As a leader, you can’t assume your people will always know the boundaries. If you set a goal, especially an aggressive one, you must also define what can’t happen in pursuit of it.
I took a short course at Harvard Business School, one case in one of the modules stuck with me: a bank set very high sales/account-growth targets for its reps, but never clearly spelled out the prohibited behaviors. Predictably, some reps opened accounts without customers’ permission, manipulated records, or resorted to shady tactics. Management was furious when they discovered it, but the root cause was that the “rules of the road” were never fully spelled out.
This isn’t limited to banking. In your gym or small business:
- If you never tell staff, “Don’t have sex with clients,” you’re leaving a huge risk unaddressed (even if to you it seems obvious).

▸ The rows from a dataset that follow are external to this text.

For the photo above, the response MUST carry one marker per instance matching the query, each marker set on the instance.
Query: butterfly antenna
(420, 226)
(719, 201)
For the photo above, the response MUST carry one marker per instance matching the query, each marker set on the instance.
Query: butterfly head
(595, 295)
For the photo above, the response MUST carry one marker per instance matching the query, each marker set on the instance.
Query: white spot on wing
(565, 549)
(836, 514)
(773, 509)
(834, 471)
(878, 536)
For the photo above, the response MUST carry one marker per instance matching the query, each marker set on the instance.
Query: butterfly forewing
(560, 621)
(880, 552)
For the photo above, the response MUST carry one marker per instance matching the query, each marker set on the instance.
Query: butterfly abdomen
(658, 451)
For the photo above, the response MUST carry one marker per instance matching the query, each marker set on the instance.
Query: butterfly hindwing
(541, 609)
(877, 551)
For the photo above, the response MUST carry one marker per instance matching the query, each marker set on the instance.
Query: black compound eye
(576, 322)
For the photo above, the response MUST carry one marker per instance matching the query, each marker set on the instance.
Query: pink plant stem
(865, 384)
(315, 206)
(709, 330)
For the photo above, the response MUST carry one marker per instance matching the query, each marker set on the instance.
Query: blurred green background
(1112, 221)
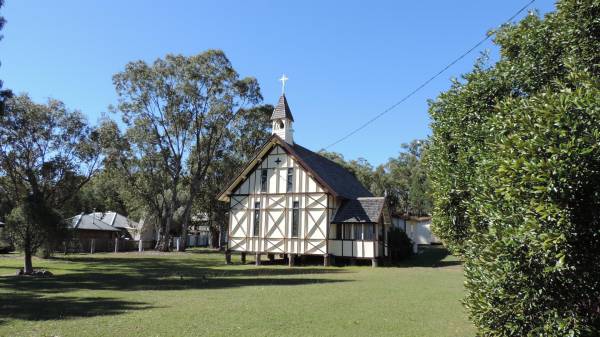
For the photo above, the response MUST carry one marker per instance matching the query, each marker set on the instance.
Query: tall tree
(514, 165)
(249, 134)
(177, 112)
(47, 153)
(402, 179)
(4, 94)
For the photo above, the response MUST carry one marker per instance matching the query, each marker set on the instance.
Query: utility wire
(417, 89)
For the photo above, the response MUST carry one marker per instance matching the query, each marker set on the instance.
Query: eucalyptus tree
(47, 153)
(177, 112)
(248, 136)
(4, 94)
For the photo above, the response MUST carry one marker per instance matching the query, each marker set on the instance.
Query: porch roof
(360, 210)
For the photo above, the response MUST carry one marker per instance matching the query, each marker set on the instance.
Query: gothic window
(290, 180)
(295, 219)
(263, 180)
(256, 227)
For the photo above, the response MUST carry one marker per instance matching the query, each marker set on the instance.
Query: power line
(422, 85)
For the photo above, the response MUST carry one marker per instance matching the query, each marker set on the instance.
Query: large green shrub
(515, 170)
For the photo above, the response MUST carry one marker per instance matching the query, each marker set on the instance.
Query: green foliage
(399, 245)
(178, 112)
(514, 166)
(47, 153)
(4, 94)
(402, 179)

- If no policy says “Don’t poach staff from competing gyms,” someone might test that boundary.
- If you don’t explicitly forbid bad-mouthing competitors, someone will do that too.

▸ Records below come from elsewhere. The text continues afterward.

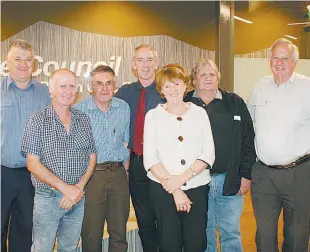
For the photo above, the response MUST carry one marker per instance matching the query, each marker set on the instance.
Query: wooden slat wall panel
(60, 44)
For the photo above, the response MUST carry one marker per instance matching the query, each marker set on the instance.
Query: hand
(172, 182)
(65, 203)
(182, 202)
(73, 193)
(245, 186)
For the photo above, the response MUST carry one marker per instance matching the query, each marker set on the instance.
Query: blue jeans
(223, 214)
(49, 219)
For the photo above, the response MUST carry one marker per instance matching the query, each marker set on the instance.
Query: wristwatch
(193, 172)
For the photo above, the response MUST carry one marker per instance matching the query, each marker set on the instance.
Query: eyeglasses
(107, 84)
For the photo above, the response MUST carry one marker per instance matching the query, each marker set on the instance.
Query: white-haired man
(61, 155)
(280, 108)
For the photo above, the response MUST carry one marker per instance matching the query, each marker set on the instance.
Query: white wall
(249, 71)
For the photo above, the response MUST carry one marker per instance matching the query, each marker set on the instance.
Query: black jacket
(244, 155)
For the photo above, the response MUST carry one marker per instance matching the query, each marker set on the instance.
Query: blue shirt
(64, 154)
(110, 129)
(17, 106)
(130, 93)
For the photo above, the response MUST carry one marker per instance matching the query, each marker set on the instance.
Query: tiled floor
(248, 226)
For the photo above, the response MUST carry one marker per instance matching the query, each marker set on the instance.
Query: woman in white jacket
(178, 153)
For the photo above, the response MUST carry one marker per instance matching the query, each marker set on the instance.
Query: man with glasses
(21, 96)
(141, 96)
(107, 194)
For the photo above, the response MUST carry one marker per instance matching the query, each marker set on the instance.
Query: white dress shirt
(162, 144)
(281, 118)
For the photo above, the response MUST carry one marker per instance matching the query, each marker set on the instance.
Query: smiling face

It feels awkward, maybe even ridiculous, to write into your SOPs, “Don’t open unauthorized accounts,” or “Don’t defame competition.” But that’s exactly what responsible leadership demands. If your organization is going to be respected, sustainable, and trustworthy, you need these guardrails in place.
Ethics in business stem from your internal values
Your view of what’s right or wrong, shaped by life experience. Yet I’ve seen talented people join companies whose values are murky (or misaligned), and gradually their ethical standards erode under pressure.
If you want your business to last, to be trusted, and to attract people who feel proud working there, you need to make your ethics explicit. Don’t just preach your values – embed them in every policy, every training, every KPI.
Because in the absence of clear boundaries, people will test the edges. And that’s when reputations and entire businesses get torn apart.